7. The negative pressure circuit fault warning method according to claim 3, wherein The obtaining of the target domain negative pressure fault prediction model based on the source domain negative pressure fault prediction model includes: Read the model parameters of the source domain negative pressure fault prediction model and write the model parameters into the model of the target domain to obtain the target domain negative pressure fault prediction model.

8. A negative pressure circuit fault warning device, characterized in that, The negative pressure circuit fault warning device includes: An acquisition module, which is used to acquire real-time data of the negative pressure value to be tested of the negative pressure suction nozzle to be tested during the use of the battery negative pressure forming equipment. A prediction module, which is used to input the data of the negative pressure value to be tested into the trained negative pressure fault prediction model to obtain the predicted fault time of the negative pressure suction nozzle to be tested.

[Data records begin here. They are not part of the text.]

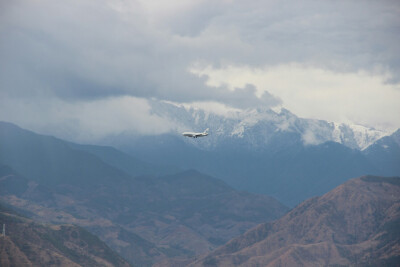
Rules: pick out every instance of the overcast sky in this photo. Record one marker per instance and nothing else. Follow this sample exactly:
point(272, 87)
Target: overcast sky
point(88, 66)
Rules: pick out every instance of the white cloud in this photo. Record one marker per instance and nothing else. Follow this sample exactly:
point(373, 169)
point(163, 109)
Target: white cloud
point(77, 52)
point(85, 121)
point(352, 97)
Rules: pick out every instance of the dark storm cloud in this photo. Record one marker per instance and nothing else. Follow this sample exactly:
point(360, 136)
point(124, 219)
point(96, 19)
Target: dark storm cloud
point(92, 49)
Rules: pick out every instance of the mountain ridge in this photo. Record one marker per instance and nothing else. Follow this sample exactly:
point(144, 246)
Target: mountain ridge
point(354, 224)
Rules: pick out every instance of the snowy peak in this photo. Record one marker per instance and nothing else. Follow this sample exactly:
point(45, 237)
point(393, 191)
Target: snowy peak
point(258, 127)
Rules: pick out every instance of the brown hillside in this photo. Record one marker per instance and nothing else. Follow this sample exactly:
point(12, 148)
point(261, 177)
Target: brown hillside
point(355, 224)
point(28, 243)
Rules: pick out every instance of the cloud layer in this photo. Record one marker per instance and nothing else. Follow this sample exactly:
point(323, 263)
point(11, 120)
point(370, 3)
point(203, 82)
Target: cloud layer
point(80, 51)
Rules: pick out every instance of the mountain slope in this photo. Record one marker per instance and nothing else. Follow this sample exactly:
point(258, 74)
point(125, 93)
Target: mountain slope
point(384, 154)
point(144, 218)
point(354, 224)
point(28, 243)
point(267, 152)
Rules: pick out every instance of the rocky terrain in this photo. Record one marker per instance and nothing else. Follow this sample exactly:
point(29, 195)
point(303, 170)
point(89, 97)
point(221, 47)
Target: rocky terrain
point(29, 243)
point(356, 224)
point(145, 218)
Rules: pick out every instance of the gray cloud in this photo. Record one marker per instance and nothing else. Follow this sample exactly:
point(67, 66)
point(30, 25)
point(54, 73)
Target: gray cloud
point(84, 50)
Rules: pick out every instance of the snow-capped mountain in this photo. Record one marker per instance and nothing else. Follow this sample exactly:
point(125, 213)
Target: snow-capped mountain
point(258, 127)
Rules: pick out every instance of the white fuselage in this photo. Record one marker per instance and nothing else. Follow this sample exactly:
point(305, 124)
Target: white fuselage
point(195, 135)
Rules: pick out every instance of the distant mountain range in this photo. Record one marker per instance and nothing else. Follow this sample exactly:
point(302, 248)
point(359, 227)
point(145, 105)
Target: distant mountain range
point(143, 211)
point(29, 243)
point(268, 152)
point(356, 224)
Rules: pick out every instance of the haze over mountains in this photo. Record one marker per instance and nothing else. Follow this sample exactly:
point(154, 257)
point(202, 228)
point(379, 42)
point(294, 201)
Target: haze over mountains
point(157, 215)
point(145, 218)
point(268, 152)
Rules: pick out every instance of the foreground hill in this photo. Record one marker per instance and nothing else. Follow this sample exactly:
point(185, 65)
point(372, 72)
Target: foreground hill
point(28, 243)
point(144, 218)
point(356, 224)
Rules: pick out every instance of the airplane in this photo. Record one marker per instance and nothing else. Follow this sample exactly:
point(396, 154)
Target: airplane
point(195, 135)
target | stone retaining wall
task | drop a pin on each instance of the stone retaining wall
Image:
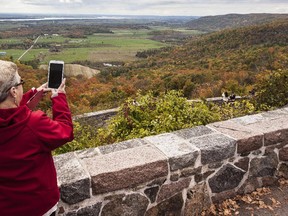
(178, 173)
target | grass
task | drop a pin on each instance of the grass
(122, 45)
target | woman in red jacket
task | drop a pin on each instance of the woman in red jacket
(28, 182)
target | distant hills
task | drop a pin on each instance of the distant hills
(215, 23)
(206, 65)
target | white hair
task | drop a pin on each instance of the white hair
(8, 71)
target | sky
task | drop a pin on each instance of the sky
(145, 7)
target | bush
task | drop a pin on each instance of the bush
(272, 90)
(148, 115)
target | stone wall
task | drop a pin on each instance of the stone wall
(177, 173)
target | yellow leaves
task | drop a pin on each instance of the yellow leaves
(261, 198)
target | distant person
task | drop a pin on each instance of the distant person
(232, 97)
(28, 183)
(225, 96)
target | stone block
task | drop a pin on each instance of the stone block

9. A battery negative pressure formation device, characterized in that, The battery negative pressure forming equipment includes a processor, a memory, and a negative pressure circuit fault warning program stored on the memory and executable by the processor. When the negative pressure circuit fault warning program is executed by the processor, the steps of the negative pressure circuit fault warning method according to any one of claims 1 to 7 are implemented.

10. A computer-readable storage medium, characterized in that, A negative pressure circuit fault warning program is stored on the computer-readable storage medium. When the negative pressure circuit fault warning program is executed by the processor, the steps of the negative pressure circuit fault warning method according to any one of claims 1 to 7 are implemented.